Lead Research Organisation: University of Manchester
Department Name: Arts Languages and Cultures


The Ukraine war, Covid-19 and the Trump presidency highlight the threat disinformation poses to democracy. Yet the implicit persistence of Cold War binaries - pitting democratic 'truth-telling' against totalitarian 'deceit', even in relation to homegrown disinformation - has seriously hampered attempts to counter this problem in the multipolar, Big Data age. The result is a glut of poorly differentiated terms: disinformation, misinformation, fake news, post-truth, and astroturfing, to name just a few. This dichotomous viewpoint heeds neither the contested meaning of disinformation, nor how the narratives it designates change across time, languages and cultures. These limitations explain the emergence of a 'Big Disinfo' industry: the burgeoning of monitoring initiatives whose success depends on maintaining the sense of an undifferentiated morass of toxicity rather than trying to draw out fine distinctions of language, meaning, culture or context. In conflating disinformation with related concepts like propaganda, conspiracy theories, and trolling, such reductionism obscures the operational modes of disinformation actors, furnishing them with counter-narratives that use the very lexicon deployed against them. By reconstructing disinformation's multiple border crossings - temporal, linguistic, cultural - (Mis)translating Deceit (MD) will radically re-orient existing approaches to disinformation.
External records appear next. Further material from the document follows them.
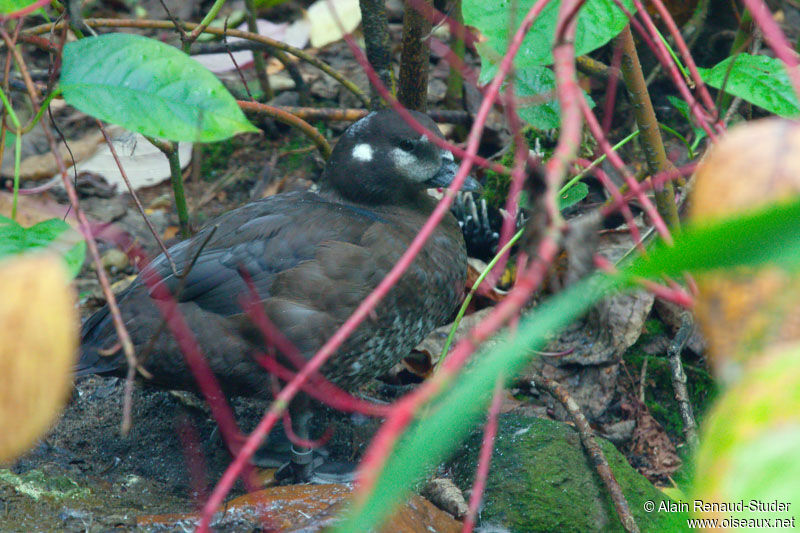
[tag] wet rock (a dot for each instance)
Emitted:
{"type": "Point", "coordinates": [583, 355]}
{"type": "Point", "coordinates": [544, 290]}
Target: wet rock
{"type": "Point", "coordinates": [540, 480]}
{"type": "Point", "coordinates": [115, 260]}
{"type": "Point", "coordinates": [306, 508]}
{"type": "Point", "coordinates": [446, 496]}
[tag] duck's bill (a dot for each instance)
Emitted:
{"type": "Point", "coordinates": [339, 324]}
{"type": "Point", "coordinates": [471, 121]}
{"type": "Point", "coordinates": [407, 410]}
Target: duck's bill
{"type": "Point", "coordinates": [445, 176]}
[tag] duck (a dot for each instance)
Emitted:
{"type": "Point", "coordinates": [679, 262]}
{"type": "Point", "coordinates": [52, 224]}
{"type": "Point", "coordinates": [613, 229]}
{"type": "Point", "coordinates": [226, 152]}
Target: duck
{"type": "Point", "coordinates": [312, 258]}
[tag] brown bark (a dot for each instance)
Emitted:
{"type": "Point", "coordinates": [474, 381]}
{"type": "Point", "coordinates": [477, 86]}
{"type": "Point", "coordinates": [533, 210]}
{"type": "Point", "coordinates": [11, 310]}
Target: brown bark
{"type": "Point", "coordinates": [650, 135]}
{"type": "Point", "coordinates": [376, 37]}
{"type": "Point", "coordinates": [415, 57]}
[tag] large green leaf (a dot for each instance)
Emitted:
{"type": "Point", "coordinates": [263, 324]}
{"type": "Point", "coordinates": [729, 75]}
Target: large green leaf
{"type": "Point", "coordinates": [538, 82]}
{"type": "Point", "coordinates": [53, 234]}
{"type": "Point", "coordinates": [11, 6]}
{"type": "Point", "coordinates": [535, 90]}
{"type": "Point", "coordinates": [771, 234]}
{"type": "Point", "coordinates": [149, 87]}
{"type": "Point", "coordinates": [598, 22]}
{"type": "Point", "coordinates": [760, 80]}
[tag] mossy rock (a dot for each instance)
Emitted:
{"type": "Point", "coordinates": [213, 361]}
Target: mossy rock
{"type": "Point", "coordinates": [540, 480]}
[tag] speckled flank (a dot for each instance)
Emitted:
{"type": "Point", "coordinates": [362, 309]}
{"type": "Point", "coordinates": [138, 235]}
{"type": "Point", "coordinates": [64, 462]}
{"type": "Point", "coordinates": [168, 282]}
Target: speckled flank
{"type": "Point", "coordinates": [355, 129]}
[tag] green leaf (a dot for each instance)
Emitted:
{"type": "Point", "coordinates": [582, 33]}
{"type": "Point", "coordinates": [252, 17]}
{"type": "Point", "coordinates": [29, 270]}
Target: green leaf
{"type": "Point", "coordinates": [598, 22]}
{"type": "Point", "coordinates": [538, 82]}
{"type": "Point", "coordinates": [149, 87]}
{"type": "Point", "coordinates": [53, 234]}
{"type": "Point", "coordinates": [10, 6]}
{"type": "Point", "coordinates": [683, 109]}
{"type": "Point", "coordinates": [752, 239]}
{"type": "Point", "coordinates": [460, 407]}
{"type": "Point", "coordinates": [770, 234]}
{"type": "Point", "coordinates": [760, 80]}
{"type": "Point", "coordinates": [750, 438]}
{"type": "Point", "coordinates": [573, 195]}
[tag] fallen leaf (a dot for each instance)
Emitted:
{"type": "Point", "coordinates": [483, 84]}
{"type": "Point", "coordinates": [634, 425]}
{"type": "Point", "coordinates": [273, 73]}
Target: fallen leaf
{"type": "Point", "coordinates": [295, 34]}
{"type": "Point", "coordinates": [327, 28]}
{"type": "Point", "coordinates": [144, 164]}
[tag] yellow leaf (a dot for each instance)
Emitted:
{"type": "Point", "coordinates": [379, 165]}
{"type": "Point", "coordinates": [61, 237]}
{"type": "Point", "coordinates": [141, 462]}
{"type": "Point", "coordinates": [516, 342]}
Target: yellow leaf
{"type": "Point", "coordinates": [38, 340]}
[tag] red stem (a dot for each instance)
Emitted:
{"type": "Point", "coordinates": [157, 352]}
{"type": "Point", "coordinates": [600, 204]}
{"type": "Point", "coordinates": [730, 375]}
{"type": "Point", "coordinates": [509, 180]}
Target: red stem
{"type": "Point", "coordinates": [619, 165]}
{"type": "Point", "coordinates": [484, 457]}
{"type": "Point", "coordinates": [776, 40]}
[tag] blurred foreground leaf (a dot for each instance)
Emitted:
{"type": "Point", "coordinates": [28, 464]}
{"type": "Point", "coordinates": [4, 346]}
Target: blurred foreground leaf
{"type": "Point", "coordinates": [54, 234]}
{"type": "Point", "coordinates": [38, 339]}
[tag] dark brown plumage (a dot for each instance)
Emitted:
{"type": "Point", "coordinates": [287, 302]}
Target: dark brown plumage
{"type": "Point", "coordinates": [313, 257]}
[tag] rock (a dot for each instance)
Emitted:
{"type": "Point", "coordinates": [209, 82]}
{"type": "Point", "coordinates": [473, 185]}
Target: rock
{"type": "Point", "coordinates": [114, 260]}
{"type": "Point", "coordinates": [540, 480]}
{"type": "Point", "coordinates": [305, 508]}
{"type": "Point", "coordinates": [446, 496]}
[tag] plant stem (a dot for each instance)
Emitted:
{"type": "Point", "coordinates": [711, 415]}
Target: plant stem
{"type": "Point", "coordinates": [17, 151]}
{"type": "Point", "coordinates": [376, 38]}
{"type": "Point", "coordinates": [650, 137]}
{"type": "Point", "coordinates": [170, 149]}
{"type": "Point", "coordinates": [455, 83]}
{"type": "Point", "coordinates": [463, 309]}
{"type": "Point", "coordinates": [258, 57]}
{"type": "Point", "coordinates": [416, 54]}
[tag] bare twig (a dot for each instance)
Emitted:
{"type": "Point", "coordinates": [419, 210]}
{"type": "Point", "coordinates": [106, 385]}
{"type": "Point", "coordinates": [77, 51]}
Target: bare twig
{"type": "Point", "coordinates": [376, 38]}
{"type": "Point", "coordinates": [592, 449]}
{"type": "Point", "coordinates": [650, 137]}
{"type": "Point", "coordinates": [484, 457]}
{"type": "Point", "coordinates": [166, 24]}
{"type": "Point", "coordinates": [170, 149]}
{"type": "Point", "coordinates": [679, 379]}
{"type": "Point", "coordinates": [415, 57]}
{"type": "Point", "coordinates": [85, 228]}
{"type": "Point", "coordinates": [135, 197]}
{"type": "Point", "coordinates": [292, 120]}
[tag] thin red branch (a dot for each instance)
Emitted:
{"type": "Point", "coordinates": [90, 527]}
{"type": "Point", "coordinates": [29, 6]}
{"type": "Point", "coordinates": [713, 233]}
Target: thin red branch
{"type": "Point", "coordinates": [667, 19]}
{"type": "Point", "coordinates": [650, 36]}
{"type": "Point", "coordinates": [484, 457]}
{"type": "Point", "coordinates": [618, 201]}
{"type": "Point", "coordinates": [619, 165]}
{"type": "Point", "coordinates": [375, 457]}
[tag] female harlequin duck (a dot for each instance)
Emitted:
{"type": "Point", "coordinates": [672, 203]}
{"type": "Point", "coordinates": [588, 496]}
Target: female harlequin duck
{"type": "Point", "coordinates": [312, 257]}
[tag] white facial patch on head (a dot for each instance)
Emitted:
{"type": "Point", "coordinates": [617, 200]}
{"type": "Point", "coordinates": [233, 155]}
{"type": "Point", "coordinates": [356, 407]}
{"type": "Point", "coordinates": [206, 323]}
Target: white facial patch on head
{"type": "Point", "coordinates": [359, 125]}
{"type": "Point", "coordinates": [362, 152]}
{"type": "Point", "coordinates": [403, 159]}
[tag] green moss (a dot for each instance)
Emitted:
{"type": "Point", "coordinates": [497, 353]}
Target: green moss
{"type": "Point", "coordinates": [36, 484]}
{"type": "Point", "coordinates": [541, 480]}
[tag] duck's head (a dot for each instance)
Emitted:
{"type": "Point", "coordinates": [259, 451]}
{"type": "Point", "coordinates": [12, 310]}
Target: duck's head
{"type": "Point", "coordinates": [381, 160]}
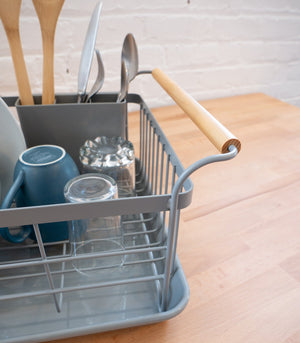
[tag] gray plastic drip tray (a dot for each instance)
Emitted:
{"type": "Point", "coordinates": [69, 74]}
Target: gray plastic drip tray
{"type": "Point", "coordinates": [35, 319]}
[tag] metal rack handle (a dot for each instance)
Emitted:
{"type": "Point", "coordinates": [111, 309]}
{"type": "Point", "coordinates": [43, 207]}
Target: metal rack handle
{"type": "Point", "coordinates": [218, 134]}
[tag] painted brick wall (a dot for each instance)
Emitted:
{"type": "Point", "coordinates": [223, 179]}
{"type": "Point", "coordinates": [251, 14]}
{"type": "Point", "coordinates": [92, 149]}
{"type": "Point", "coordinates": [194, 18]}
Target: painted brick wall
{"type": "Point", "coordinates": [211, 48]}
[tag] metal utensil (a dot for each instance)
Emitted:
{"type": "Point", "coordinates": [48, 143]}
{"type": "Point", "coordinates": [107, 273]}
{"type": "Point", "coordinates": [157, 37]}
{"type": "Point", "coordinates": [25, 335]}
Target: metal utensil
{"type": "Point", "coordinates": [130, 56]}
{"type": "Point", "coordinates": [100, 77]}
{"type": "Point", "coordinates": [124, 82]}
{"type": "Point", "coordinates": [9, 13]}
{"type": "Point", "coordinates": [87, 52]}
{"type": "Point", "coordinates": [48, 12]}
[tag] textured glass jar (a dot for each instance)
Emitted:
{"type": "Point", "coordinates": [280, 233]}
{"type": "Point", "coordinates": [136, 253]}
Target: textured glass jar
{"type": "Point", "coordinates": [112, 156]}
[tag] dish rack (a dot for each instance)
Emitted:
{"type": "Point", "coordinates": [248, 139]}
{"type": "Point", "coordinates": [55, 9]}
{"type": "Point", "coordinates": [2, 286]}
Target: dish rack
{"type": "Point", "coordinates": [43, 297]}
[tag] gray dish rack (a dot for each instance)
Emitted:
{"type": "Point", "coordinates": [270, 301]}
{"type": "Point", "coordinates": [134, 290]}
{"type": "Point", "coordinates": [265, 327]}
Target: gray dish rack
{"type": "Point", "coordinates": [44, 298]}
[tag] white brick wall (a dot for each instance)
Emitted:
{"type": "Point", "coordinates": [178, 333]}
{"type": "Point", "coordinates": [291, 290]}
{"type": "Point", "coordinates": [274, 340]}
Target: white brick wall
{"type": "Point", "coordinates": [210, 48]}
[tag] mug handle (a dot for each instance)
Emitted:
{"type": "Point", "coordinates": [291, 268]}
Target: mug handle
{"type": "Point", "coordinates": [24, 232]}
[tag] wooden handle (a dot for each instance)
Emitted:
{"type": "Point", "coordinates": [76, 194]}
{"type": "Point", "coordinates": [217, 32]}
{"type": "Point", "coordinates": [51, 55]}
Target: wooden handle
{"type": "Point", "coordinates": [9, 13]}
{"type": "Point", "coordinates": [48, 69]}
{"type": "Point", "coordinates": [221, 137]}
{"type": "Point", "coordinates": [48, 12]}
{"type": "Point", "coordinates": [20, 67]}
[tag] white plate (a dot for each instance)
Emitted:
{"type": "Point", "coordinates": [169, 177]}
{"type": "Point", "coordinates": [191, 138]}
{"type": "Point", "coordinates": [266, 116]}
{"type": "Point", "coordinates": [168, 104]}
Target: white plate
{"type": "Point", "coordinates": [12, 143]}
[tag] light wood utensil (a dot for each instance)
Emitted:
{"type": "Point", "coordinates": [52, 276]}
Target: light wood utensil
{"type": "Point", "coordinates": [48, 12]}
{"type": "Point", "coordinates": [218, 134]}
{"type": "Point", "coordinates": [10, 13]}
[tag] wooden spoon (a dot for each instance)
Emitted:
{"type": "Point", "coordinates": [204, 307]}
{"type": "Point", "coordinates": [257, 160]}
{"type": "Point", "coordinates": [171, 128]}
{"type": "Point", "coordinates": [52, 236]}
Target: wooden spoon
{"type": "Point", "coordinates": [9, 13]}
{"type": "Point", "coordinates": [48, 12]}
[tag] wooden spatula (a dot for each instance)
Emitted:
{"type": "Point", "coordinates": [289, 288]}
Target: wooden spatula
{"type": "Point", "coordinates": [9, 13]}
{"type": "Point", "coordinates": [48, 12]}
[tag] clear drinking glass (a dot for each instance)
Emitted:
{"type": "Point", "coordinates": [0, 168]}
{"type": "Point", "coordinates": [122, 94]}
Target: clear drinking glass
{"type": "Point", "coordinates": [94, 235]}
{"type": "Point", "coordinates": [112, 156]}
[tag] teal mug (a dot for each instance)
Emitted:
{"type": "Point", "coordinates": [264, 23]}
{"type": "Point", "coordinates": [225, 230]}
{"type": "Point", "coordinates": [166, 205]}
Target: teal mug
{"type": "Point", "coordinates": [40, 175]}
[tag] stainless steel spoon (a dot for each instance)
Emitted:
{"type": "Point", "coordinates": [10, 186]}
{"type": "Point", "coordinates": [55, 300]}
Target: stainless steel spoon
{"type": "Point", "coordinates": [124, 82]}
{"type": "Point", "coordinates": [130, 56]}
{"type": "Point", "coordinates": [100, 77]}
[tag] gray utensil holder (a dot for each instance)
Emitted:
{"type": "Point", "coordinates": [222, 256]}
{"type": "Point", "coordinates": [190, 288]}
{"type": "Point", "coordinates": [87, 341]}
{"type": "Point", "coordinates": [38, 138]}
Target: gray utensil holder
{"type": "Point", "coordinates": [69, 124]}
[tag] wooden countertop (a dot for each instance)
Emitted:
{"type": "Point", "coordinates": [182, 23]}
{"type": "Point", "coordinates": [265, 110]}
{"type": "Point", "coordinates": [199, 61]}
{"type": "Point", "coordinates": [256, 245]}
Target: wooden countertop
{"type": "Point", "coordinates": [239, 240]}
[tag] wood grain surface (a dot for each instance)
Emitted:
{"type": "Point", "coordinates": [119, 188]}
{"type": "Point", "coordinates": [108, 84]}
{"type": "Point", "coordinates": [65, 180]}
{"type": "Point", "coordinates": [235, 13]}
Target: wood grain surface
{"type": "Point", "coordinates": [239, 240]}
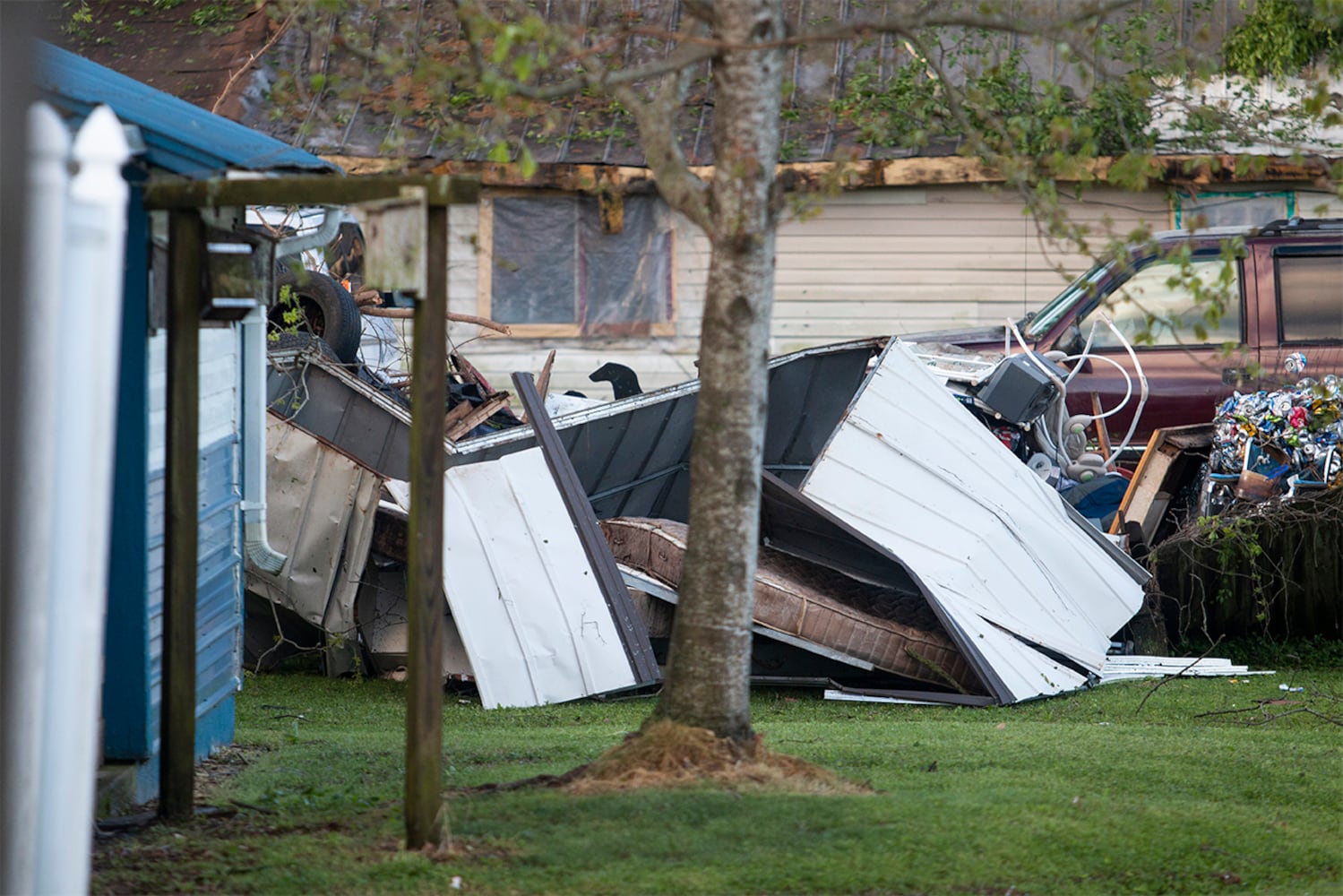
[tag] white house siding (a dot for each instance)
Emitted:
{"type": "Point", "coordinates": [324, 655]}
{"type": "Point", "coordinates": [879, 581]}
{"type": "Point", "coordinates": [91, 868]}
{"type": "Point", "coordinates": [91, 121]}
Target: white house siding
{"type": "Point", "coordinates": [869, 263]}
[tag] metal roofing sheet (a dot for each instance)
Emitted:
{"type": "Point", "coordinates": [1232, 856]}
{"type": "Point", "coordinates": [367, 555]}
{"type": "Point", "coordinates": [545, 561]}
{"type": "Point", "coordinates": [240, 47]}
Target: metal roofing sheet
{"type": "Point", "coordinates": [1026, 589]}
{"type": "Point", "coordinates": [522, 592]}
{"type": "Point", "coordinates": [180, 137]}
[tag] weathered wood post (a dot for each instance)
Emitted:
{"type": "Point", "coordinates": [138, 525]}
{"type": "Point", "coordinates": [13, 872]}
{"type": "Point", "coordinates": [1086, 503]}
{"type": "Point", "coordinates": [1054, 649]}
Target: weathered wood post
{"type": "Point", "coordinates": [177, 723]}
{"type": "Point", "coordinates": [425, 579]}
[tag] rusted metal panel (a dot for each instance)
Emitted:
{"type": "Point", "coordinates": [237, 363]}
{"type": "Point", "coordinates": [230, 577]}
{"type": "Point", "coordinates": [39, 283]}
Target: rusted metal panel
{"type": "Point", "coordinates": [521, 590]}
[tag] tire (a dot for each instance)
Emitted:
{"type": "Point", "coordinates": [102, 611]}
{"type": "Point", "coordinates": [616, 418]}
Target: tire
{"type": "Point", "coordinates": [300, 341]}
{"type": "Point", "coordinates": [327, 311]}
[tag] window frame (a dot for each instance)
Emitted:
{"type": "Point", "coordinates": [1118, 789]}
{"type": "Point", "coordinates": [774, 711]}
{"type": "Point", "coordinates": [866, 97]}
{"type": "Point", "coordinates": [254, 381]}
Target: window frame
{"type": "Point", "coordinates": [1299, 252]}
{"type": "Point", "coordinates": [578, 330]}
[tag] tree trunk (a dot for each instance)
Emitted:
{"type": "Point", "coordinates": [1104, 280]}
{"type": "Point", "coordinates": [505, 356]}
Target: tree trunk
{"type": "Point", "coordinates": [708, 676]}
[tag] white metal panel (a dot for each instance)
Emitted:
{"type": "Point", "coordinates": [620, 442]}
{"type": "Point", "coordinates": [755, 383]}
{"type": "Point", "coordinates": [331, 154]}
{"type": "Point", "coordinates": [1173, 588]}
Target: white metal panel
{"type": "Point", "coordinates": [521, 590]}
{"type": "Point", "coordinates": [995, 546]}
{"type": "Point", "coordinates": [220, 382]}
{"type": "Point", "coordinates": [320, 506]}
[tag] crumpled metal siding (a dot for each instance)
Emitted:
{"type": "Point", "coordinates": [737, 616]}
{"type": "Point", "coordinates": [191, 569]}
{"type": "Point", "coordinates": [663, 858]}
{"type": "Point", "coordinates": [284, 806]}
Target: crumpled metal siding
{"type": "Point", "coordinates": [521, 590]}
{"type": "Point", "coordinates": [320, 512]}
{"type": "Point", "coordinates": [1003, 559]}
It will interrogate common misconceptions about disinformation, treating it as a translingual, historically mutating phenomenon forged within the socio-politically contingent realm of discourse. Big Disinfo's abiding focus on Kremlin malfeasance, bolstered by the Ukraine war, motivates our emphasis on multilingual narratives linked to Russia and the USSR. But by pinpointing the Russian node in a vast translingual network, we will create a model for identifying and combatting disinformation practices of diverse provenance.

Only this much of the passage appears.